Thu, 21 Jan 2021

WASHINGTON, Aug. 6 (Xinhua) -- U.S. President Donald Trump's announcement to re-impose a 10-percent tariff on certain Canadian aluminum imports has sparked backlash at home and abroad, and reignited trade tensions with its major trading partner.

The 10-percent tariff, which will affect non-alloyed unwrought aluminum articles, takes effect on Aug. 16, according to a newly released presidential proclamation.

During a campaign speech at a factory in Ohio Thursday afternoon, Trump accused Canada of taking advantage of the United States and flooding the country with aluminum exports and killing U.S. aluminum jobs.

The U.S. aluminum business has been "decimated" by Canada, Trump said, adding the new tariff is absolutely necessary.

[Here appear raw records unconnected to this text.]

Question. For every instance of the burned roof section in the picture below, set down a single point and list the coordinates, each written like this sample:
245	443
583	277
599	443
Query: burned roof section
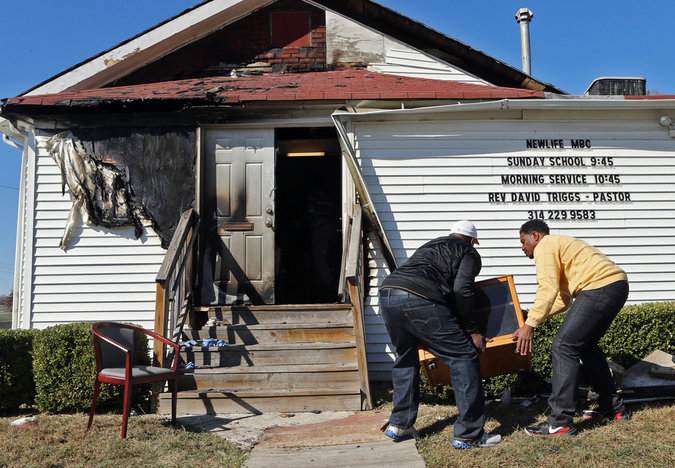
146	57
319	86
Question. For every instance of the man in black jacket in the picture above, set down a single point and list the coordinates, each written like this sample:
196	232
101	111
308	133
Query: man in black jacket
430	300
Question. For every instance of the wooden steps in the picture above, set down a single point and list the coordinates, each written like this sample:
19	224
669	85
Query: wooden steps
272	358
277	333
271	354
344	378
199	403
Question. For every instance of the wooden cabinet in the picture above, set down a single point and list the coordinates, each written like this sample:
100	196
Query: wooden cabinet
499	300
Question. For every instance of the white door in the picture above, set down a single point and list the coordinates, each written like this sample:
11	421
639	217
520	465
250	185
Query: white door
239	179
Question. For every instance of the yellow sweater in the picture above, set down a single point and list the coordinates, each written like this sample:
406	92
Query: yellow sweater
565	267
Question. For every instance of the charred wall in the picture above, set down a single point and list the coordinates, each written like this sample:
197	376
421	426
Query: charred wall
160	166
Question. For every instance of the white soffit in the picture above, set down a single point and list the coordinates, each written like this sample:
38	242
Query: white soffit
580	104
150	45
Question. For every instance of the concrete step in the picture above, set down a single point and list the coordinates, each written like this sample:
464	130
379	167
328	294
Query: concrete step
199	403
304	313
269	333
339	378
272	354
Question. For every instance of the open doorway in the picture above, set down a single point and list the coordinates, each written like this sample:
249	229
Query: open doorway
308	230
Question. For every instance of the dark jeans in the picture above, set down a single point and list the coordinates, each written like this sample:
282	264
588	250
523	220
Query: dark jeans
412	321
576	348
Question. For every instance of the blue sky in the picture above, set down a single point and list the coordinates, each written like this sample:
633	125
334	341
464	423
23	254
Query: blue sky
573	42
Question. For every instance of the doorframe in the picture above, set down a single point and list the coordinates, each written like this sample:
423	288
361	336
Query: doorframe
348	191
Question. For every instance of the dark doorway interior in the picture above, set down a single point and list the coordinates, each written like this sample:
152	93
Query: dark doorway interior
308	216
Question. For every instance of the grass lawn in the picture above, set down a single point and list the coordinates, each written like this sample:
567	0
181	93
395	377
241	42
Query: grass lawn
647	440
60	441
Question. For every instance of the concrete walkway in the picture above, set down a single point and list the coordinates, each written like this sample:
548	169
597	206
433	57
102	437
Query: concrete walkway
327	439
353	441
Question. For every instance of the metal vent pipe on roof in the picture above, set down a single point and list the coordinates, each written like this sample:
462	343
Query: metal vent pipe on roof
523	17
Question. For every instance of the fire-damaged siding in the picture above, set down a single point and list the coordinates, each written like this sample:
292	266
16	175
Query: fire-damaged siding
107	274
349	43
405	61
423	176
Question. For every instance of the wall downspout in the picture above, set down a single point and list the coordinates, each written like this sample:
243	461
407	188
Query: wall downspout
16	138
364	196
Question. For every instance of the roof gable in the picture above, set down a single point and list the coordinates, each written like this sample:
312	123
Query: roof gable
177	34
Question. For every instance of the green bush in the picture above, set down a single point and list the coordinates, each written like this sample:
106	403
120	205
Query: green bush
635	332
65	368
16	369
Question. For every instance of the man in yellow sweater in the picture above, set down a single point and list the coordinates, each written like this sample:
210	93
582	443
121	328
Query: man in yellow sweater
567	269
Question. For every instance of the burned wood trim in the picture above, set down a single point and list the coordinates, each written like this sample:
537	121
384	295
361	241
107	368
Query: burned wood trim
373	222
355	274
171	257
174	282
354	250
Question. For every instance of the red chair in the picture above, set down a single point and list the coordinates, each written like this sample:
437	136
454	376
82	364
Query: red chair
115	353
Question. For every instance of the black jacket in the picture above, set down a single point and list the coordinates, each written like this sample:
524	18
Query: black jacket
443	270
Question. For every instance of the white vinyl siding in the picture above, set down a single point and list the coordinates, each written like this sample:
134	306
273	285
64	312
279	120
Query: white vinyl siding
349	43
424	175
399	59
106	274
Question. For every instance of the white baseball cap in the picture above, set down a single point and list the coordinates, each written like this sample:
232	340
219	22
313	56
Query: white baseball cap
465	228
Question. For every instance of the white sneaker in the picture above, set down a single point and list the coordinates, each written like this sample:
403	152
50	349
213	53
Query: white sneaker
486	440
398	434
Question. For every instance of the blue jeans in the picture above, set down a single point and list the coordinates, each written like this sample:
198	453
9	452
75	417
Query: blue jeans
411	321
576	348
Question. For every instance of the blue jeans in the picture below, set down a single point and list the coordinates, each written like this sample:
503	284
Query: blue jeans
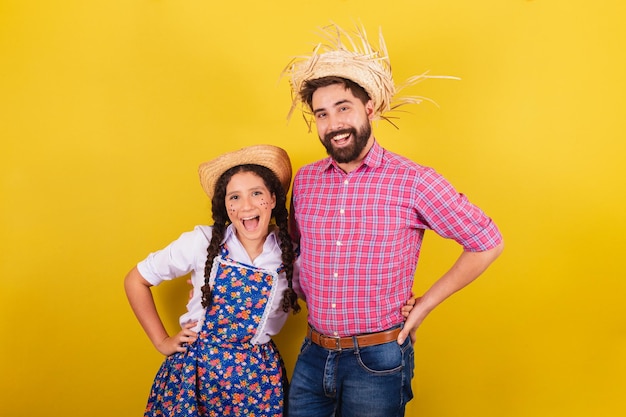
372	381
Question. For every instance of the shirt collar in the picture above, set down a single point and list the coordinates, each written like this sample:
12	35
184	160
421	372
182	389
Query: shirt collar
373	159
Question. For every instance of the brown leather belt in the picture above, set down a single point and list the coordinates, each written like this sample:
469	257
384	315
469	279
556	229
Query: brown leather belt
338	343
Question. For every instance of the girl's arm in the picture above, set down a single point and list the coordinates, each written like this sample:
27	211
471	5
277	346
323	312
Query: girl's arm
141	301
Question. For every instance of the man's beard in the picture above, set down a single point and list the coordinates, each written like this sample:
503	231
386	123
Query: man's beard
353	151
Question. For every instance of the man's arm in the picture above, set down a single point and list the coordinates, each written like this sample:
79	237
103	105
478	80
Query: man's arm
466	269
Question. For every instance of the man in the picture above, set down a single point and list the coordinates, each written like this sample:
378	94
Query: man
360	216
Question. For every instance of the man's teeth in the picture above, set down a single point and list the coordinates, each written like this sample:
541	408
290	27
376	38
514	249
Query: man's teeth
341	137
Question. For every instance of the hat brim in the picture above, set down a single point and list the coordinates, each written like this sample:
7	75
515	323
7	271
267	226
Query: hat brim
269	156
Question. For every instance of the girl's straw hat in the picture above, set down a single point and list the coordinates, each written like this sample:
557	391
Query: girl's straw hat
269	156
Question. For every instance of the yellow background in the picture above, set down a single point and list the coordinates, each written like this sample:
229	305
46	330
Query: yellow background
107	108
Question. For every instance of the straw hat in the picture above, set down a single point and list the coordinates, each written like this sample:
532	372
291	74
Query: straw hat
269	156
350	55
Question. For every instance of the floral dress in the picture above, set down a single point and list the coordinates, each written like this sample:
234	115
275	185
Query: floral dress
223	373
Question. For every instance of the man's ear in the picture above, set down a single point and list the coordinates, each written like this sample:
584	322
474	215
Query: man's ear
369	109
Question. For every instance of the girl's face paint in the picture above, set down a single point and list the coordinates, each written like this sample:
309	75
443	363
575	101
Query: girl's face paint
249	204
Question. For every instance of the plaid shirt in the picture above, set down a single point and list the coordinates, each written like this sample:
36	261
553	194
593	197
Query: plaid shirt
360	236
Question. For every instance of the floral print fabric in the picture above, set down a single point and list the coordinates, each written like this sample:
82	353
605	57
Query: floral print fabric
223	373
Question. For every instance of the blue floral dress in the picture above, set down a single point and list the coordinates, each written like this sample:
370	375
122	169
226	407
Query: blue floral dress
223	373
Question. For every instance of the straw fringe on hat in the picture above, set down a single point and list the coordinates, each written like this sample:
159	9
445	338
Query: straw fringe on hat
269	156
350	55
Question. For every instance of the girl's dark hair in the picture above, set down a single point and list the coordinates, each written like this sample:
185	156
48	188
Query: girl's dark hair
221	222
306	93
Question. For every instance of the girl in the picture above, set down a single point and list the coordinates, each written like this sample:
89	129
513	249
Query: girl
223	361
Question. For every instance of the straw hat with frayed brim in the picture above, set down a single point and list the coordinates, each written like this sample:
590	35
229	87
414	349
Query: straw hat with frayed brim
269	156
350	55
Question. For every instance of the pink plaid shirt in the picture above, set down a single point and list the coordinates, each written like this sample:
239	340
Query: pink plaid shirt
361	233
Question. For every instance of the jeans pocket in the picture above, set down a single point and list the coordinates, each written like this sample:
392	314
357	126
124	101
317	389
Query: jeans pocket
305	345
387	358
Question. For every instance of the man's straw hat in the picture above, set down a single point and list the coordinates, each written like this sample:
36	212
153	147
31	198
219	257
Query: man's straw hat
350	55
269	156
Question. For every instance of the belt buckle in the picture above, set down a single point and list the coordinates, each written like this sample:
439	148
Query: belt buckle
337	341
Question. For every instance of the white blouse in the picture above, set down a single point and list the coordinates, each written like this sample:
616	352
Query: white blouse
188	254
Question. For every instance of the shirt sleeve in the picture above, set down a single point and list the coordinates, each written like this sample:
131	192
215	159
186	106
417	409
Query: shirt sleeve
451	215
175	260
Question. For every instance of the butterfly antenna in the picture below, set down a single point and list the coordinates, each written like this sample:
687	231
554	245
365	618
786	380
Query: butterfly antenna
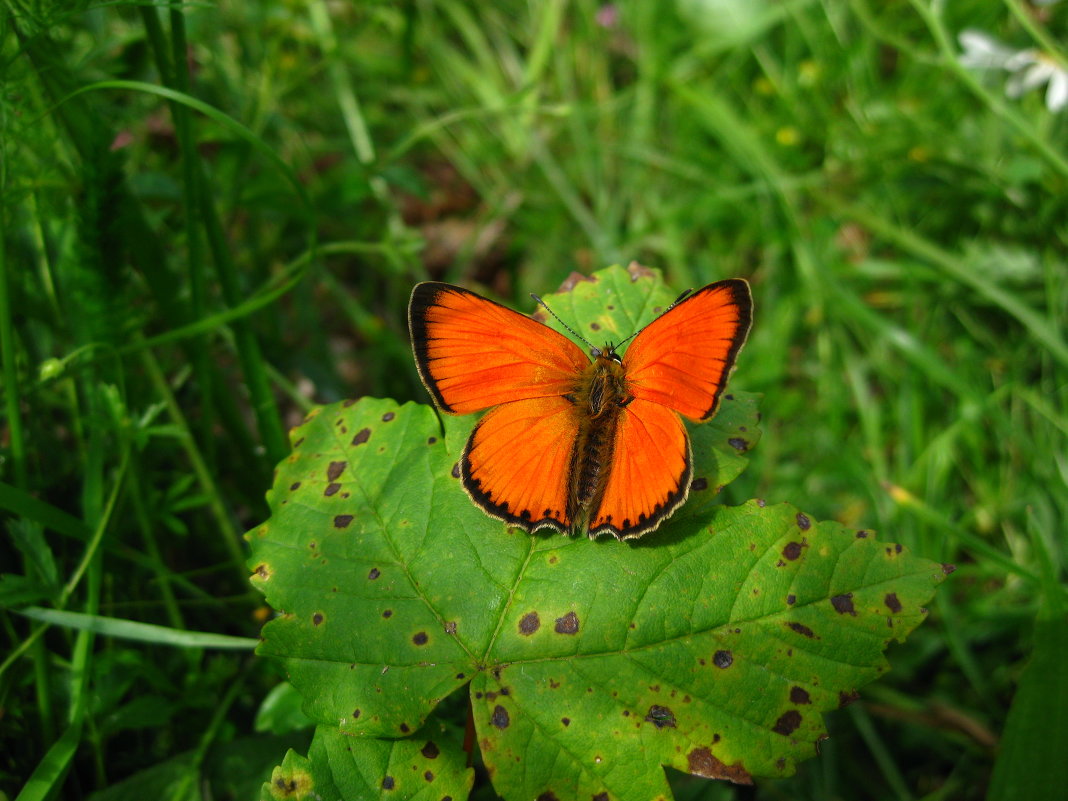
675	302
546	307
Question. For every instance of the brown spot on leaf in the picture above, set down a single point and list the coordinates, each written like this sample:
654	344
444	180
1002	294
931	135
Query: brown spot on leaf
567	625
530	624
703	763
500	717
787	723
660	717
802	629
844	605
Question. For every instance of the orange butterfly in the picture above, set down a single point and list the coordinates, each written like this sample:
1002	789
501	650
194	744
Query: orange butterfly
575	444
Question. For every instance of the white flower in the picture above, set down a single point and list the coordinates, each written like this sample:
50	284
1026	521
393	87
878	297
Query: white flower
1029	68
1032	68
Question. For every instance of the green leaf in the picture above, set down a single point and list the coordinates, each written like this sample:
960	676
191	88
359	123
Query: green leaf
1033	755
712	645
428	766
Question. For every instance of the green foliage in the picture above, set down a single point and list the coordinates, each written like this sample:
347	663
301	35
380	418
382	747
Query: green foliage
711	647
213	216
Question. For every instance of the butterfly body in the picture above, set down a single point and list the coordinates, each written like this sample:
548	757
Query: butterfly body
576	444
599	399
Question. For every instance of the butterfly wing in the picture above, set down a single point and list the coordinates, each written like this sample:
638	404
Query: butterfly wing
682	359
517	461
473	354
650	471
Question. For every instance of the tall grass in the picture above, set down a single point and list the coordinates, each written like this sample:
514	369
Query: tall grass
213	216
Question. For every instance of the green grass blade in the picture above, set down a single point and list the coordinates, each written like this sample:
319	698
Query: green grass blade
140	631
47	778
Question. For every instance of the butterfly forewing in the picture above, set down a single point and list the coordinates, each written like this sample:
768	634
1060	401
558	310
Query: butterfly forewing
473	354
682	359
570	443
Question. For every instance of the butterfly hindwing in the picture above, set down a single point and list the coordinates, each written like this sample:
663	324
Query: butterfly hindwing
473	354
682	359
517	459
650	471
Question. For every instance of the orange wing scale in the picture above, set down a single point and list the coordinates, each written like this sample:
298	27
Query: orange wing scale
650	471
516	462
681	360
473	354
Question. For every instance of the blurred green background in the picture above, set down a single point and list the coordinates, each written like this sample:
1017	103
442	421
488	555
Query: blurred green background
213	216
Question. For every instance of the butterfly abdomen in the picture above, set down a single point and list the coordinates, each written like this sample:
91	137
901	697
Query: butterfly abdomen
598	399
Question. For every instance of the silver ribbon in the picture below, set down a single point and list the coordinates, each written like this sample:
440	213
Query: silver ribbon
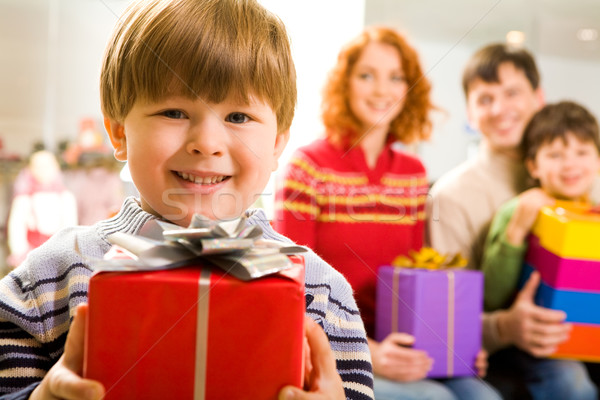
233	246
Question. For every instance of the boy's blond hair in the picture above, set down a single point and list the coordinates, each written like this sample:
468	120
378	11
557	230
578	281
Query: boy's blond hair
207	49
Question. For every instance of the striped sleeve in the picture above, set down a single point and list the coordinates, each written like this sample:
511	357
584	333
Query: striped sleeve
334	308
34	320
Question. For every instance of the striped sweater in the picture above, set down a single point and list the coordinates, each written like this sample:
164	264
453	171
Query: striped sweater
38	299
357	218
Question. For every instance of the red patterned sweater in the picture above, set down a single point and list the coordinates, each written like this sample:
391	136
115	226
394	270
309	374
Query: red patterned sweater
356	218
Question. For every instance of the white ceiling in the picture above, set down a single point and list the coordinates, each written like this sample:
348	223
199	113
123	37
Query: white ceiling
550	25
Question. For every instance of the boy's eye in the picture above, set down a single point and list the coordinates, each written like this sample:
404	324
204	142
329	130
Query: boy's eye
484	100
237	118
174	114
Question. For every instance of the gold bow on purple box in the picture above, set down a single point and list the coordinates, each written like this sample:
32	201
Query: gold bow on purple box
233	246
428	258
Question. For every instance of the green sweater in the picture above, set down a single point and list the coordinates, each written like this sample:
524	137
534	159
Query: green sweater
502	262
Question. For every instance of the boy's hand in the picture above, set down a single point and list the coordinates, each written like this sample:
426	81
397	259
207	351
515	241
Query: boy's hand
64	380
535	330
481	363
393	360
525	214
322	380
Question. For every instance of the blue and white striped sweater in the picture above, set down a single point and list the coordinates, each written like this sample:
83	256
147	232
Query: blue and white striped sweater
38	299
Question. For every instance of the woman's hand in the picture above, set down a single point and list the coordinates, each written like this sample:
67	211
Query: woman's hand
393	359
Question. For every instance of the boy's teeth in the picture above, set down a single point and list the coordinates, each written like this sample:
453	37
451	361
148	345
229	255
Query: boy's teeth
207	180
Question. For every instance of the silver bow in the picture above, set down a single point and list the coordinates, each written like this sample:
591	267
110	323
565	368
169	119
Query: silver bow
234	246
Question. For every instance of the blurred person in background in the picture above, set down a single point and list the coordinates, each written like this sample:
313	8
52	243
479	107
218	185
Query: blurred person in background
41	206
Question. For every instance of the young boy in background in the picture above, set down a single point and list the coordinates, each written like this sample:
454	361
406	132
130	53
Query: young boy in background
198	98
561	151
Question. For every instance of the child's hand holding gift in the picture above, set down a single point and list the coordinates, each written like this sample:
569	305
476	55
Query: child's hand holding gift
63	380
534	329
322	381
530	203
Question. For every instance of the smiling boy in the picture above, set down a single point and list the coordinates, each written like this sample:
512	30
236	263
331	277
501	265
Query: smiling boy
198	98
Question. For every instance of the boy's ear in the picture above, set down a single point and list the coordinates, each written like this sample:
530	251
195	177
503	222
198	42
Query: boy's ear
280	142
116	133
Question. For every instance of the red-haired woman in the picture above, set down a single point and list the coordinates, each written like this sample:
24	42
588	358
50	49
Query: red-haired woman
358	200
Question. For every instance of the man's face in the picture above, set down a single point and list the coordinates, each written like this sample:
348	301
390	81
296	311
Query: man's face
501	110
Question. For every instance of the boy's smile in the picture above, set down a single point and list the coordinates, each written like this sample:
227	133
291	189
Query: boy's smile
566	170
187	156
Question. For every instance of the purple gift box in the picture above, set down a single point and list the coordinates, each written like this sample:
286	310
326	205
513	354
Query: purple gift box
441	309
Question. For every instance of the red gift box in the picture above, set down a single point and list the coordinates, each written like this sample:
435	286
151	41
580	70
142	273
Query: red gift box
195	333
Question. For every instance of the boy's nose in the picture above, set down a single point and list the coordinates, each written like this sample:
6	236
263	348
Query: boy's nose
206	140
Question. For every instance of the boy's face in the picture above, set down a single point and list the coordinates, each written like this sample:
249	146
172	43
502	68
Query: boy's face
566	170
501	110
187	156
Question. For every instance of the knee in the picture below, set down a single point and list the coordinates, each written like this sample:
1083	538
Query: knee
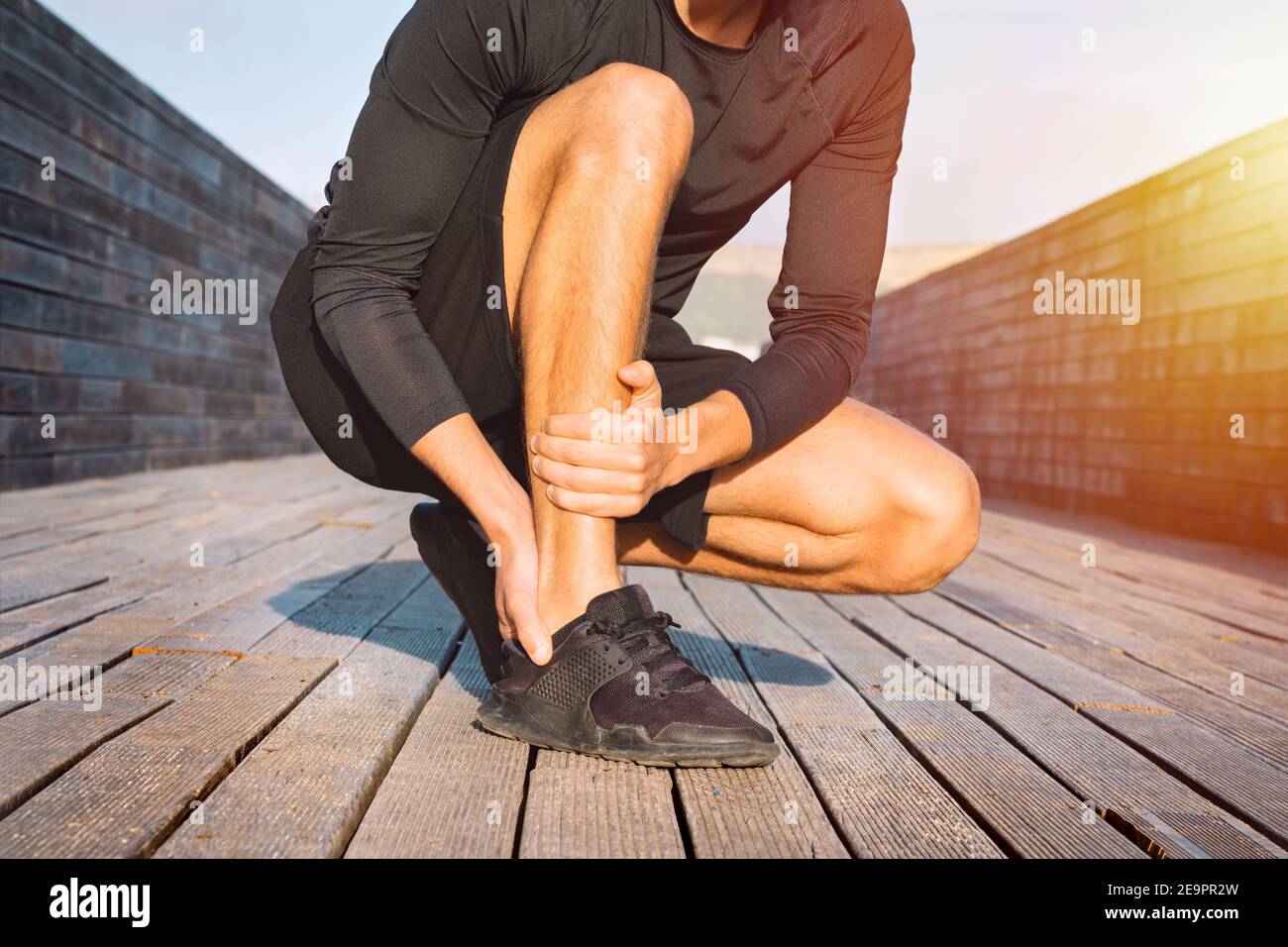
926	535
941	531
639	114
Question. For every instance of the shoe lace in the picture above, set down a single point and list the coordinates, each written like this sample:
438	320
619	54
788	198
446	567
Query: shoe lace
651	647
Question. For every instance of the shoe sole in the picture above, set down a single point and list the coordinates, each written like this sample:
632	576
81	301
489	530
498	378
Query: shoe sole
506	716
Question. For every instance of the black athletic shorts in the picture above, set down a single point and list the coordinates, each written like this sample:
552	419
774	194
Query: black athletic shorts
476	343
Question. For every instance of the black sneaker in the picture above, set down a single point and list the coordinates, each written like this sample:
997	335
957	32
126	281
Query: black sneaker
455	549
616	686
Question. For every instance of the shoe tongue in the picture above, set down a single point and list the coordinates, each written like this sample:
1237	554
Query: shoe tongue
619	605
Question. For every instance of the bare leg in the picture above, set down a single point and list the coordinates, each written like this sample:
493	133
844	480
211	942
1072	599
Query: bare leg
874	506
590	184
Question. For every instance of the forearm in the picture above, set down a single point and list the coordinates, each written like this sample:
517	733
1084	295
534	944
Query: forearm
715	432
460	457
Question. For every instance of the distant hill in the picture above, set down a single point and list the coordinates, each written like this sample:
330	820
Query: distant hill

U.S. Trade Representative Robert Lighthizer said in a statement on the presidential proclamation that "following removal of the Section 232 tariffs on imports from Canada in May of last year, imports of non-alloyed unwrought aluminum have increased substantially to a level above historical volumes of trade over a prolonged period."

In response, Canadian Prime Minister Justin Trudeau said Thursday evening that "Canada will impose countermeasures that will include dollar-for-dollar retaliatory tariffs."

"We will always stand up for our aluminum workers. We did so in 2018 and we will stand up for them again now," Trudeau said.

According to the U.S. presidential proclamation, Canada is the largest source of U.S. imports of non-alloyed unwrought aluminum, accounting for nearly two-thirds of total imports from all countries in 2019 and approximately 75 percent in the first five months of 2020.

In 2017, Canadian aluminum sales to the United States reportedly totaled 8.4 billion U.S. dollars, accounting for 80 percent of Canada's total exports of the metal.

In 2018, amid strong opposition, the Trump administration unilaterally imposed a 25-percent tariff on steel imports and a 10-percent tariff on aluminum imports globally, citing national security concerns.

In May 2019, Trump removed the tariffs on Canada and Mexico, in order to pave the way for congressional approval of the U.S.-Mexico-Canada Agreement, a new trade deal which entered into force on July 1 this year.

The U.S. president's decision to slap tariffs on Canadian aluminum was immediately refuted by Canada's Deputy Prime Minister Chrystia Freeland, who said citing national security concerns to impose tariffs on certain Canadian aluminum products is "unwarranted and unacceptable."

"In the time of a global pandemic and an economic crisis, the last thing Canadian and American workers need is new tariffs that will raise costs for manufacturers and consumers, impede the free flow of trade, and hurt provincial and state economies," Freeland said in a statement.

"In response to the American tariffs, Canada intends to swiftly impose dollar-for-dollar countermeasures," Freeland said.

The decision to impose new tariffs has also prompted backlash from industry groups, including the U.S. Chamber of Commerce, which immediately voiced opposition.

"These tariffs will raise costs for American manufacturers, are opposed by most U.S. aluminum producers, and will draw retaliation against U.S. exports -- just as they did before," Myron Brilliant, the U.S. Chamber of Commerce's executive vice president and head of international affairs, said in a statement.

"We urge the administration to reconsider this move," Brilliant said, calling it "a step in the wrong direction."

U.S. Aluminum Association also called the decision "the wrong approach," saying the industry is "incredibly disappointed" that the administration failed to listen to the vast majority of domestic aluminum companies and users by reinstating Section 232 tariffs on Canadian aluminum.

"After years of complex negotiations and hard work by government, industry and other leaders across North America to make the U.S.-Mexico-Canada Agreement (USMCA) a reality, this ill-advised action on a key trading partner undermines the deal's benefits at a time when U.S. businesses and consumers can least afford it," Tom Dobbins, president and CEO of the association, said in a statement.

The association added that reports of a "surge" of primary aluminum imports from Canada are grossly "exaggerated."

"Five weeks into #USMCA with tariffs coming against #Canadian aluminum imports. So much for any honeymoon period," Wendy Cutler, vice president of the Asia Society Policy Institute and a former U.S. trade negotiator, said on Twitter.

"We've learned tariffs beget tariffs. Seatbelts fastened. Here we go again!!" she said.

The new U.S. tariffs will destabilize Canada's industry and supply chains in an economy already struggling amid the COVID-19 pandemic, said President of the Aluminum Association of Canada Jean Simard.

"It's the wrong thing for the wrong reason at the wrong time for the wrong people," Simard said.